During the martyrdom of St. Eulalia by the Roman governor Dacian, in Mérida, her torturers intend to make her walk naked in Merida streets to humiliate her, but then a dense fog falls on Merida to prevent her from being seen. After her death, miraculously snow covers her body and the surrounding soil for several days. Since then, on each anniversary of her martyrdom, mists flood Merida for several days.
Eulalia was a devout Christian virgin, aged 12–14, whose mother sequestered her in the countryside in AD 304 because all citizens were required to avow faith in the Roman gods. Eulalia ran away to the law court of the governor Dacian at Emerita, professed herself a Christian, insulted the pagan gods and emperor Maximian, and challenged the authorities to martyr her. The judge’s attempts at flattery and bribery failed. According to the Spanish-Roman poet Prudentius of the fifth century, who devoted book 3 of his Peristephanon (“About martyrs”) to Eulalia, she said:
Isis Apollo Venus nihil est,
Maximianus et ipse nihil:
illa nihil, quia facta manu;
hic, manuum quia facta colit
(Isis, Apollo and Venus are naught,
Nor is Maximian anything more;
Nothing are they, for by hand they were wrought,
He, for of hands he the work doth adore)
She was then stripped by the soldiers, tortured with hooks and torches, and burnt at the stake, suffocating from smoke inhalation. She taunted her torturers all the while, and as she expired a dove flew out of her mouth. This frightened away the soldiers and allowed a miraculous snow to cover her nakedness, its whiteness indicating her sainthood. For this reason she is regarded among Catholic school children and teachers alike as the patron saint of snow (inclement weather) days.

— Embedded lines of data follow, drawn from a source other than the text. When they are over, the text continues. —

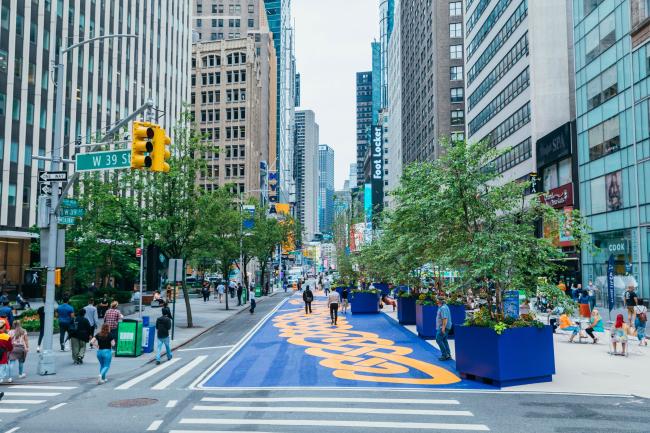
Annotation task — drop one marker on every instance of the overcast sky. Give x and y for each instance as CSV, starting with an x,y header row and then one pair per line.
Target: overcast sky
x,y
333,43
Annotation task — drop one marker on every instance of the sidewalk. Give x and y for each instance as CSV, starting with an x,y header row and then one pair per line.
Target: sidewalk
x,y
587,368
205,316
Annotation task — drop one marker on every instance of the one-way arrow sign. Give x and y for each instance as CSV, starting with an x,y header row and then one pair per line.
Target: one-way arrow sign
x,y
46,176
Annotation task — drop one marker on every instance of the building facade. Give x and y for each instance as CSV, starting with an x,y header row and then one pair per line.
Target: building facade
x,y
432,80
306,171
612,89
325,188
105,81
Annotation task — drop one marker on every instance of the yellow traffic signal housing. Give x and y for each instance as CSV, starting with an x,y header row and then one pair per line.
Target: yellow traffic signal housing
x,y
142,145
161,152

Another legend says that before dying, she was condemned to parade naked through the streets of Emerita Augusta, for her being humiliated, but God held an extensive fog so no one could see her. Since then, from her martyrdom anniversary until Epiphany’s date, the Guadiana mass evaporates and causes freshwater inland, fog; the mists of Saint Eulalia, the mists of the Martyr.
Relation with water: mists, snow, water-based miracles, especially related to weather. It can also be connected to hagiographies (saint life stories and martyrdoms).